In This Article:
For many, the main point of investing is to generate higher returns than the overall market. But every investor is virtually certain to have both over-performing and under-performing stocks. At this point some shareholders may be questioning their investment in Ares Commercial Real Estate Corporation (NYSE:ACRE), since the last five years saw the share price fall 66%. And we doubt long term believers are the only worried holders, since the stock price has declined 44% over the last twelve months. Shareholders have had an even rougher run lately, with the share price down 12% in the last 90 days.
Since shareholders are down over the longer term, lets look at the underlying fundamentals over the that time and see if they've been consistent with returns.
See our latest analysis for Ares Commercial Real Estate
While the efficient markets hypothesis continues to be taught by some, it has been proven that markets are over-reactive dynamic systems, and investors are not always rational. One way to examine how market sentiment has changed over time is to look at the interaction between a company's share price and its earnings per share (EPS).
Over five years Ares Commercial Real Estate's earnings per share dropped significantly, falling to a loss, with the share price also lower.
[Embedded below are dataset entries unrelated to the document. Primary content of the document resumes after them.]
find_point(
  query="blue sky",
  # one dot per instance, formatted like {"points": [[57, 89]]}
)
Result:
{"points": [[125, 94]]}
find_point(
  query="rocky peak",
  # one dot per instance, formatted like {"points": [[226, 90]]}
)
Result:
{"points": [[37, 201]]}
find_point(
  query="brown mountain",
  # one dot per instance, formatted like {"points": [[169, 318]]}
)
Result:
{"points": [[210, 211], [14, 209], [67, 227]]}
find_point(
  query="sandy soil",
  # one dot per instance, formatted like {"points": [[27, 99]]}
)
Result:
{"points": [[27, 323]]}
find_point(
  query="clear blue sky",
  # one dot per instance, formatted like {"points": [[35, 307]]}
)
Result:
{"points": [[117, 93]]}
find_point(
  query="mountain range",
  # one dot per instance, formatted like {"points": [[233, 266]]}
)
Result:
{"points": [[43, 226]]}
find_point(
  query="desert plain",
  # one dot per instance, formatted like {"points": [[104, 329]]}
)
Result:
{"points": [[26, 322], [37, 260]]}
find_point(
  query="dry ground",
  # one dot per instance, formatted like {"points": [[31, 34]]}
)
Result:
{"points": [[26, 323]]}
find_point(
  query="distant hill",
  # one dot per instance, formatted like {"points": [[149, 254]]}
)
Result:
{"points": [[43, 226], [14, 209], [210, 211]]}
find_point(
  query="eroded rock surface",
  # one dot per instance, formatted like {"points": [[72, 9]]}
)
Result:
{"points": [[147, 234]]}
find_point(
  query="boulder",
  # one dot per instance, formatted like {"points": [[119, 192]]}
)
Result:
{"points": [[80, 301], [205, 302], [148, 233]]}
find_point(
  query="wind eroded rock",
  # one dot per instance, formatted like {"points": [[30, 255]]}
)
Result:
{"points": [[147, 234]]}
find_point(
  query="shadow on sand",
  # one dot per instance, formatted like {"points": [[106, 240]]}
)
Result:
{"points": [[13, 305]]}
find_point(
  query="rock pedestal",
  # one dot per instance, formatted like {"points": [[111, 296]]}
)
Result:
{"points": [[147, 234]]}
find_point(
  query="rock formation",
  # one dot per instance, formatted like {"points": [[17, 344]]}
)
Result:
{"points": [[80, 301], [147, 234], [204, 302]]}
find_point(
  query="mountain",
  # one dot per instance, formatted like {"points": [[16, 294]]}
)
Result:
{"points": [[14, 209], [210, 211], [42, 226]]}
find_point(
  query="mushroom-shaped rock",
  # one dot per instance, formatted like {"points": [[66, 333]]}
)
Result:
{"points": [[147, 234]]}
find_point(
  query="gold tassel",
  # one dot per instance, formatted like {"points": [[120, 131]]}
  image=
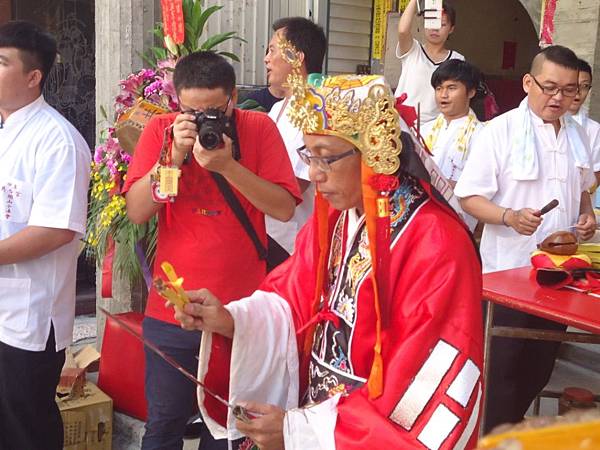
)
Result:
{"points": [[375, 381]]}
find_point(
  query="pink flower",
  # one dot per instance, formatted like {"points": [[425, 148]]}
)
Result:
{"points": [[99, 154], [153, 88]]}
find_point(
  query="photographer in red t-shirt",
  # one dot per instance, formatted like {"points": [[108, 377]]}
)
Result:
{"points": [[198, 233]]}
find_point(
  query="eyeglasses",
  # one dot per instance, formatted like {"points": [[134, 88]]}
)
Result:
{"points": [[569, 91], [323, 163], [222, 108]]}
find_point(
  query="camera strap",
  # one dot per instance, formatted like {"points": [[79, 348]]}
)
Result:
{"points": [[241, 215]]}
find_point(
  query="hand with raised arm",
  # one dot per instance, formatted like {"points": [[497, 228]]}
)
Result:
{"points": [[205, 313]]}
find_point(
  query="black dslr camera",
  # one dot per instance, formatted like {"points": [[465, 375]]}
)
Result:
{"points": [[212, 124]]}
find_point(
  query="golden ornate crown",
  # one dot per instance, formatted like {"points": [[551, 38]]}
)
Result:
{"points": [[357, 108]]}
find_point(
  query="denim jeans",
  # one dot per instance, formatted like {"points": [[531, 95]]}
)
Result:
{"points": [[170, 395]]}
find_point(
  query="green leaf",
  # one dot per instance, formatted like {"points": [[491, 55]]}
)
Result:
{"points": [[230, 55], [217, 39], [205, 16]]}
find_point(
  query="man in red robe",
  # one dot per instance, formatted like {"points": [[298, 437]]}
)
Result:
{"points": [[370, 335]]}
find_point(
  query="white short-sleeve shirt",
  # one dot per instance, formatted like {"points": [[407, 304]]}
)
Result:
{"points": [[446, 152], [44, 179], [415, 79], [447, 155], [284, 233], [488, 173]]}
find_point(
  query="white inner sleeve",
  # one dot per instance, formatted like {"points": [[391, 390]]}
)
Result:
{"points": [[311, 428], [264, 358]]}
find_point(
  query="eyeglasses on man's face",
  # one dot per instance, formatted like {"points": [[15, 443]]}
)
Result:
{"points": [[323, 163], [551, 91], [223, 108]]}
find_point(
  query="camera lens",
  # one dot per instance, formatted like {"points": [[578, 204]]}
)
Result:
{"points": [[209, 140]]}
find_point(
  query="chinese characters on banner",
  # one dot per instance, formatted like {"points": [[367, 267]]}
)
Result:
{"points": [[380, 10], [547, 28], [173, 21], [403, 5]]}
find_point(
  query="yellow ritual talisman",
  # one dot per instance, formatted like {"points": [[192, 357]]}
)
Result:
{"points": [[131, 123]]}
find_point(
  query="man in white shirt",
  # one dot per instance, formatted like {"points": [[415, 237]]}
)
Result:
{"points": [[308, 44], [580, 114], [44, 179], [521, 161], [449, 136], [419, 61]]}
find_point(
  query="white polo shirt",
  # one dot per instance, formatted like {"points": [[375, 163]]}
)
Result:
{"points": [[488, 173], [44, 179], [284, 233], [415, 79], [446, 152]]}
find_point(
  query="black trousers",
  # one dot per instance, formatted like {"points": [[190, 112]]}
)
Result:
{"points": [[29, 416], [519, 368]]}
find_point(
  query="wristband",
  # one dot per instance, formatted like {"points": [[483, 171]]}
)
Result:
{"points": [[504, 217]]}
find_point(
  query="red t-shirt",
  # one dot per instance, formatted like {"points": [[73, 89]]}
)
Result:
{"points": [[203, 239]]}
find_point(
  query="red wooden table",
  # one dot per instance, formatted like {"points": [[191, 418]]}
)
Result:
{"points": [[515, 289]]}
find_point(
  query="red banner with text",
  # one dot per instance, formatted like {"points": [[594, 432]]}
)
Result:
{"points": [[174, 25]]}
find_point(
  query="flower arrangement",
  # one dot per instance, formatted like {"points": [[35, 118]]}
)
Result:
{"points": [[107, 219]]}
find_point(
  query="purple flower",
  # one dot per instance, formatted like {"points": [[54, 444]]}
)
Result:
{"points": [[153, 88]]}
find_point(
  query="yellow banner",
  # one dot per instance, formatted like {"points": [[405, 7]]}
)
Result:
{"points": [[380, 10]]}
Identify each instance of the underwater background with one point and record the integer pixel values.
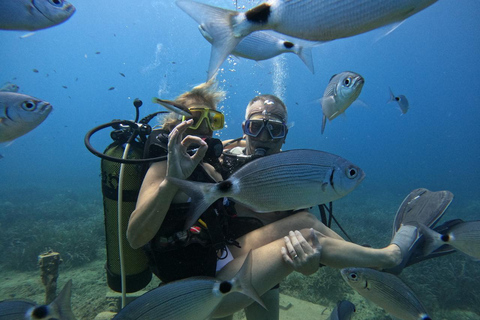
(50, 192)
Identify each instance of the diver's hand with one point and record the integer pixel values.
(300, 255)
(179, 163)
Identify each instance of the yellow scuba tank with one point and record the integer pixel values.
(137, 271)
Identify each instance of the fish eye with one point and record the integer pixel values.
(347, 81)
(28, 105)
(353, 276)
(56, 3)
(351, 172)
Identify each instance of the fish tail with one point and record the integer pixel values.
(202, 195)
(218, 23)
(243, 280)
(392, 96)
(324, 122)
(305, 54)
(433, 239)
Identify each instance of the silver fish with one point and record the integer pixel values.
(9, 87)
(344, 310)
(320, 20)
(263, 45)
(287, 180)
(401, 100)
(341, 91)
(20, 114)
(33, 15)
(173, 106)
(387, 291)
(15, 309)
(464, 237)
(192, 298)
(60, 308)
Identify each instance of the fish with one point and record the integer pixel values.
(192, 298)
(387, 291)
(20, 114)
(401, 100)
(342, 90)
(15, 309)
(464, 236)
(344, 310)
(288, 180)
(320, 20)
(9, 87)
(263, 45)
(60, 308)
(173, 106)
(31, 15)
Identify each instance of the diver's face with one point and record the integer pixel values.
(264, 139)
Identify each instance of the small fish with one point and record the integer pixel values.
(464, 237)
(342, 90)
(344, 310)
(60, 308)
(173, 106)
(263, 45)
(33, 15)
(192, 298)
(20, 114)
(320, 20)
(287, 180)
(387, 291)
(9, 87)
(401, 101)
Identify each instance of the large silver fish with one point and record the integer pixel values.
(192, 298)
(263, 45)
(33, 14)
(9, 87)
(20, 114)
(60, 308)
(464, 237)
(319, 20)
(401, 100)
(387, 291)
(287, 180)
(341, 91)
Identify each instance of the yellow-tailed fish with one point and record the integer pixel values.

This was, in part, due to extraordinary items impacting earnings. At present it's hard to make valid comparisons between EPS and the share price. But we would generally expect a lower price, given the situation.
The image below shows how EPS has tracked over time (if you click on the image you can see greater detail).
We're pleased to report that the CEO is remunerated more modestly than most CEOs at similarly capitalized companies. It's always worth keeping an eye on CEO pay, but a more important question is whether the company will grow earnings throughout the years. Before buying or selling a stock, we always recommend a close examination of historic growth trends, available here..
What About Dividends?
When looking at investment returns, it is important to consider the difference between total shareholder return (TSR) and share price return. Whereas the share price return only reflects the change in the share price, the TSR includes the value of dividends (assuming they were reinvested) and the benefit of any discounted capital raising or spin-off. Arguably, the TSR gives a more comprehensive picture of the return generated by a stock. We note that for Ares Commercial Real Estate the TSR over the last 5 years was -36%, which is better than the share price return mentioned above. The dividends paid by the company have thusly boosted the total shareholder return.